Re: [PATCH 1/2] fs/exec: Explicitly unshare fs_struct on exec

Jann Horn <jannh@xxxxxxxxxx> · Thu, 6 Oct 2022 17:35:37 +0200

On Thu, Oct 6, 2022 at 5:25 PM Kees Cook <keescook@xxxxxxxxxxxx> wrote:
> On October 6, 2022 7:13:37 AM PDT, Jann Horn <jannh@xxxxxxxxxx> wrote:
> >On Thu, Oct 6, 2022 at 11:05 AM Christian Brauner <brauner@xxxxxxxxxx> wrote:
> >> On Thu, Oct 06, 2022 at 01:27:34AM -0700, Kees Cook wrote:
> >> > The check_unsafe_exec() counting of n_fs would not add up under a heavily
> >> > threaded process trying to perform a suid exec, causing the suid portion
> >> > to fail. This counting error appears to be unneeded, but to catch any
> >> > possible conditions, explicitly unshare fs_struct on exec, if it ends up
> >>
> >> Isn't this a potential uapi break? Afaict, before this change a call to
> >> clone{3}(CLONE_FS) followed by an exec in the child would have the
> >> parent and child share fs information. So if the child e.g., changes the
> >> working directory post exec it would also affect the parent. But after
> >> this change here this would no longer be true. So a child changing a
> >> workding directoro would not affect the parent anymore. IOW, an exec is
> >> accompanied by an unshare(CLONE_FS). Might still be worth trying ofc but
> >> it seems like a non-trivial uapi change but there might be few users
> >> that do clone{3}(CLONE_FS) followed by an exec.
> >
> >I believe the following code in Chromium explicitly relies on this
> >behavior, but I'm not sure whether this code is in active use anymore:
> >
> >https://source.chromium.org/chromium/chromium/src/+/main:sandbox/linux/suid/sandbox.c;l=101?q=CLONE_FS&sq=&ss=chromium
>
> Oh yes. I think I had tried to forget this existed. Ugh. Okay, so back to the drawing board, I guess. The counting will need to be fixed...
>
> It's possible we can move the counting after dethread -- it seems the early count was just to avoid setting flags after the point of no return, but it's not an error condition...

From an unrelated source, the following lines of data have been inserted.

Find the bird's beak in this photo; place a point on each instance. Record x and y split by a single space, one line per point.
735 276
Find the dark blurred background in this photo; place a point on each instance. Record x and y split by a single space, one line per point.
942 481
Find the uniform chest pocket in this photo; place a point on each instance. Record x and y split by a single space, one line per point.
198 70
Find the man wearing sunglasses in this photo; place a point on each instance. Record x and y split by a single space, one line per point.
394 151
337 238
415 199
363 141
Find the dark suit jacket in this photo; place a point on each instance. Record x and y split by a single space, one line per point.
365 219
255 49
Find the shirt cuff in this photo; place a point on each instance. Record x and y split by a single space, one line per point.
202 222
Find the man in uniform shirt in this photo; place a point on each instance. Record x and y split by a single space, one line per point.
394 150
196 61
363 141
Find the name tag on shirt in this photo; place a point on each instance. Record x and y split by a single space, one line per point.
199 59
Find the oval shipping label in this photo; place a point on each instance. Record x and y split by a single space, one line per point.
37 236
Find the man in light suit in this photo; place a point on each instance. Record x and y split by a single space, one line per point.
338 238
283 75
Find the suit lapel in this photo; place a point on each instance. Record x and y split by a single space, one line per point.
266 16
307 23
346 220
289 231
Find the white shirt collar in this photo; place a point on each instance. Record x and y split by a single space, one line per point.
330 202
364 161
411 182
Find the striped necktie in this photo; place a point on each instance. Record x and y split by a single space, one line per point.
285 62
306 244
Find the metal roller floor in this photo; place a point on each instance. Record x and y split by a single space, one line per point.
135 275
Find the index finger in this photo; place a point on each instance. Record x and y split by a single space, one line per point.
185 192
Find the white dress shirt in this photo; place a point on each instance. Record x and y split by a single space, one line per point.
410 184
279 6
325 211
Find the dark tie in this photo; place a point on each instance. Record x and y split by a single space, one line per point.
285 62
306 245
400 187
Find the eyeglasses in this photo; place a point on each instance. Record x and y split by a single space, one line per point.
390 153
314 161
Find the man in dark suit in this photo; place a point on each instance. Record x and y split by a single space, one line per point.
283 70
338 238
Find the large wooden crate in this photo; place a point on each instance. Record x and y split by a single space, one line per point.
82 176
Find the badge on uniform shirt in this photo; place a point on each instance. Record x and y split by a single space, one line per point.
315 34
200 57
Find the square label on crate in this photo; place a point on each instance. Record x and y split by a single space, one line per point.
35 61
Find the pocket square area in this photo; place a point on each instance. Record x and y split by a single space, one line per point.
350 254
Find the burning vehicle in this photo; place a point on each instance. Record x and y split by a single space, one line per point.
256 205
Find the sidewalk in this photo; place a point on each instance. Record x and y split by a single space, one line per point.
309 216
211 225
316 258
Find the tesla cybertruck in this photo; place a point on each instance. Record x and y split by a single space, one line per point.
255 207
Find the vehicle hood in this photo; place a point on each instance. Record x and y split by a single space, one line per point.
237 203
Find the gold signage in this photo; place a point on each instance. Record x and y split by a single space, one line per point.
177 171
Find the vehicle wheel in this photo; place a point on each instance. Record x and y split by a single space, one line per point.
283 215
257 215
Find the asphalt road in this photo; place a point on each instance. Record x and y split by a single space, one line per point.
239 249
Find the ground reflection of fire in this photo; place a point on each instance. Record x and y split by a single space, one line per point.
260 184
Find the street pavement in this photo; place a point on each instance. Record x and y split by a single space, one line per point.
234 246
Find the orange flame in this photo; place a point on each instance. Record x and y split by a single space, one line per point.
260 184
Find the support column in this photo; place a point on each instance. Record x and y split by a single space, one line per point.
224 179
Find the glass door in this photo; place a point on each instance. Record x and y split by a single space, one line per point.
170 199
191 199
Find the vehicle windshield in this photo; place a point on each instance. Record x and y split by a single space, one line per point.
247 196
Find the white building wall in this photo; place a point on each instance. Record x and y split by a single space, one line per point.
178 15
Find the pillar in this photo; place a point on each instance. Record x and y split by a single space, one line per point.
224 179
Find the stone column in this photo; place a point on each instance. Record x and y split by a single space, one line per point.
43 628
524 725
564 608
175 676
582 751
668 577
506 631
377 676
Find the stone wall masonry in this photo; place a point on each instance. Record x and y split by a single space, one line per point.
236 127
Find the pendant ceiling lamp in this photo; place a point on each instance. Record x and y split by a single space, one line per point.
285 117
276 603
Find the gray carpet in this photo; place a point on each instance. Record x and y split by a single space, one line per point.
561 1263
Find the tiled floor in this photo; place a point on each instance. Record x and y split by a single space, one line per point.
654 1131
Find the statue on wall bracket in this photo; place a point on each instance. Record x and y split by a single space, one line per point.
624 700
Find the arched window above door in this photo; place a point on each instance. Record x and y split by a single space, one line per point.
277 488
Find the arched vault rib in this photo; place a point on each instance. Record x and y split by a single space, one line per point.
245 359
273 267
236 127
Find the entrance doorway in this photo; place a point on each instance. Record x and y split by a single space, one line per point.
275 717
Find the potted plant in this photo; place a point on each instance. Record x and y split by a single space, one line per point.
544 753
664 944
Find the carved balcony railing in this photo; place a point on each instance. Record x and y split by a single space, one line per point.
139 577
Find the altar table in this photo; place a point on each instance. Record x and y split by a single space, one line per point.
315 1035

Random idea that I haven't thought about a lot:

One approach might be to not do it by counting, but instead have a
flag on the fs_struct that we set when someone does a clone() with
CLONE_FS but without CLONE_THREAD? Then we'd end up with the following
possible states for fs_struct:

 - single-process, normal
 - single-process, pending execve past check_unsafe_exec() (prevent
concurrent CLONE_FS)
 - shared between processes

The slight difference from the old semantics would be that once you've
used CLONE_FS without CLONE_THREAD, you can never do setuid execve()
from your current process again (without calling unshare()), even if
the child disappears in the meantime. I think that might be an
acceptably small UAPI break.